RODCs are new to 2008 and can't be supported on a 2003 Forest. An RODC also cannot be used in your project here. You need to make a normal, every day DC. Wait, why is it saying "read only"? What have you selected?

I am having problems attaching a screenshot...so I emailed to you Scott. This is after I click NEXT when adding to my existing domain...In the Wizard, it is the Domain Controller Options. READ ONLY is NOT CHECKED but when it fails, I cannot select any other options here.

@scottalanmiller said:

I feel like I did 2003 R2 to 2012 last year.

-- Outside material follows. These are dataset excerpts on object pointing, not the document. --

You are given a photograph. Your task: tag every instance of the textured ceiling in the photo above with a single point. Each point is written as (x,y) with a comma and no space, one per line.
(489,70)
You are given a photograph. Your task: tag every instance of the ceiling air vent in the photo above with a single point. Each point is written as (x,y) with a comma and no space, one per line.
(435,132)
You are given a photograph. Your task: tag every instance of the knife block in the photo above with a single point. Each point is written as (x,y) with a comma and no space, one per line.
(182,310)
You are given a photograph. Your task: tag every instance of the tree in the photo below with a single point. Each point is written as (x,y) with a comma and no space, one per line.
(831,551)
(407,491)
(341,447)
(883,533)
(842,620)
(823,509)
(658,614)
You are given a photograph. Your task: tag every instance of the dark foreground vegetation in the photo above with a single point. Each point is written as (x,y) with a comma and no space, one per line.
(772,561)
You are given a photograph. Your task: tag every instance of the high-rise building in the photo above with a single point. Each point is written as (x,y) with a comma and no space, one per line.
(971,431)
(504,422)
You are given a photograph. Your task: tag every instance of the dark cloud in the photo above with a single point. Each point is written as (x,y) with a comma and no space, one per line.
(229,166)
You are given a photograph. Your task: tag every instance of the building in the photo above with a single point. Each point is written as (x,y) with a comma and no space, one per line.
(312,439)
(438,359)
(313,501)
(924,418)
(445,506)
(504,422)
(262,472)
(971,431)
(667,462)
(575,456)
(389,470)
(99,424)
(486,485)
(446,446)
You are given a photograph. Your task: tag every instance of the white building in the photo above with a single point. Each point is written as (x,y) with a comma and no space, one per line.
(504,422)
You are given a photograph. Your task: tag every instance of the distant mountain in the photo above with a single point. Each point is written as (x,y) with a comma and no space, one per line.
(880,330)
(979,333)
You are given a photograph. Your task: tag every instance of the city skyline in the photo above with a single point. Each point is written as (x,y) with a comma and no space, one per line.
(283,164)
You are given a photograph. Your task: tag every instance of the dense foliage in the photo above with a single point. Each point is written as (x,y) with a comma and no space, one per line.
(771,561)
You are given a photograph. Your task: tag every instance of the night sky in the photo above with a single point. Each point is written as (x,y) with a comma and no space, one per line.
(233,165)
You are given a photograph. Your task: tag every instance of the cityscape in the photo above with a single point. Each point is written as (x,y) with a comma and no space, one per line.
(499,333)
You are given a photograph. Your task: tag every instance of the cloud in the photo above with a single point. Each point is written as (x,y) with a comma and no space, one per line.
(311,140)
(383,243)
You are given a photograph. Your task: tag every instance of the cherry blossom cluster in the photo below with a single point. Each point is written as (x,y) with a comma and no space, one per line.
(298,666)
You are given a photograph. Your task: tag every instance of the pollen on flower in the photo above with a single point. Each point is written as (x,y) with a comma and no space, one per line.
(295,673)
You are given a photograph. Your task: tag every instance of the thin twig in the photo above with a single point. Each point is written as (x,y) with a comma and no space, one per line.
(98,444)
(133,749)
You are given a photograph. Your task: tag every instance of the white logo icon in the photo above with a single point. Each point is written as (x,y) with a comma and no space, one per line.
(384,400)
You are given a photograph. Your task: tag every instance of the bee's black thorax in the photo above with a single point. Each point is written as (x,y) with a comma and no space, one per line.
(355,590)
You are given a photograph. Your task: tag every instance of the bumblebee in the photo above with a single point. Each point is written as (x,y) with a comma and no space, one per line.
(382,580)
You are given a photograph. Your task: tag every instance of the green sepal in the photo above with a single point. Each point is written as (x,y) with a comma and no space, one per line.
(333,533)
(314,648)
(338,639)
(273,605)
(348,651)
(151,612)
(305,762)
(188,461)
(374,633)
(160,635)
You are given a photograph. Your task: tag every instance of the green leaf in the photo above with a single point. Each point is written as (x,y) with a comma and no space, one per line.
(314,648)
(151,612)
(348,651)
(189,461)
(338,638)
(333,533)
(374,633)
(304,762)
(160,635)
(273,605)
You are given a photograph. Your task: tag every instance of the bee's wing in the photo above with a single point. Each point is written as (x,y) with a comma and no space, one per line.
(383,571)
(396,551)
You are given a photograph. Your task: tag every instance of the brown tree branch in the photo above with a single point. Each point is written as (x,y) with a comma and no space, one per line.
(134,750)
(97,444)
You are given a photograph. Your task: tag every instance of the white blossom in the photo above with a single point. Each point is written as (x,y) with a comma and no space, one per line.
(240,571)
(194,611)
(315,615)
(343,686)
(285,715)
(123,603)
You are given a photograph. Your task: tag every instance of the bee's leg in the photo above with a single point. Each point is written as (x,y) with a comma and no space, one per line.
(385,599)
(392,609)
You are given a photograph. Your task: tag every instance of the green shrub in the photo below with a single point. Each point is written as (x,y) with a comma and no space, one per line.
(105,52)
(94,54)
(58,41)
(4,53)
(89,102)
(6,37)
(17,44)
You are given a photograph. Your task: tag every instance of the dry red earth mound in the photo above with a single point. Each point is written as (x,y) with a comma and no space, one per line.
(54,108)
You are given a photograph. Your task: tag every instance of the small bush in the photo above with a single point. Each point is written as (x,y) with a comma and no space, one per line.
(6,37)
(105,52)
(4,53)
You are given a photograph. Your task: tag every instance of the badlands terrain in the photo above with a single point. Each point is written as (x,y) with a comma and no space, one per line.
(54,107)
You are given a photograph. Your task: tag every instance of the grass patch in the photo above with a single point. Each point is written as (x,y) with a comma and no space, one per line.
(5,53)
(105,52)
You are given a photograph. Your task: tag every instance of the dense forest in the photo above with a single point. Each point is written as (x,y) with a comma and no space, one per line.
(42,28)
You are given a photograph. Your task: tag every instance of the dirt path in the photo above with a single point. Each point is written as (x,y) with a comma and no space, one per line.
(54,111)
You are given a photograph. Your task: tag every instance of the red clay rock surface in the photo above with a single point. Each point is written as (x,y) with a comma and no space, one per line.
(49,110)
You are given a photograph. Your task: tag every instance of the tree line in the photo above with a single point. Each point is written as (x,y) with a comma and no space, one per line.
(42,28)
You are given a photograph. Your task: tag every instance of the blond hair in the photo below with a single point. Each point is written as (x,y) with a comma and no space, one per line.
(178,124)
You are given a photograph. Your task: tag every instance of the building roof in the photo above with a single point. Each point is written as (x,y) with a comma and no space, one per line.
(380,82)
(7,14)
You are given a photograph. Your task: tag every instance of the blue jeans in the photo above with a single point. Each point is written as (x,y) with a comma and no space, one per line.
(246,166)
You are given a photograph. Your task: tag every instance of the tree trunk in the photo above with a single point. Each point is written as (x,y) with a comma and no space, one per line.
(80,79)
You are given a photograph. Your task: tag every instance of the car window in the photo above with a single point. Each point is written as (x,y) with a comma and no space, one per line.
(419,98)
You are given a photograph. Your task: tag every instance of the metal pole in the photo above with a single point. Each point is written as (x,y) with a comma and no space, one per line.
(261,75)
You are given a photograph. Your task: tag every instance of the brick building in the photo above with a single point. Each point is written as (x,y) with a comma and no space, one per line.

This is 32 Bit and this is why I couldn't run ADPREP...I've had one guy tell me over and over, this CAN be done.

@scottalanmiller said:

@garak0410 said:

Next Error...I got passed the forest part of the wizard. Stopped on the Domain Controller Options Wizard Where you have options for DNS, Global Catalog and such...it stops and says:

A DOMAIN CONTROLLER RUNNING WINDOWS SERVER 2008 OR LATER COULD NOT BE LOCATED ON THIS DOMAIN. TO INSTALL A READ-ONLY DOMAIN CONTROLLER, THE DOMAIN MUST HAVE A DOMAIN CONTROLLER RUNNING WINDOWS SERVER 2008 OR LATER.

Months of research said I could go from SBS 2003 to 2012 R2. Is that the problem? Or is this because I couldn't get ADPREP to run on my 32bit 2003 server?

No, not supported. You've gone too long between updates I'm afraid. Neither 2003 nor 32bit upgrades are supported.

http://technet.microsoft.com/en-us/library/hh994618.aspx#BKMK_UpgradePaths

And I would agree with you there but I've had more than a handful of people say they HAVE done this, which is why I've proceeded.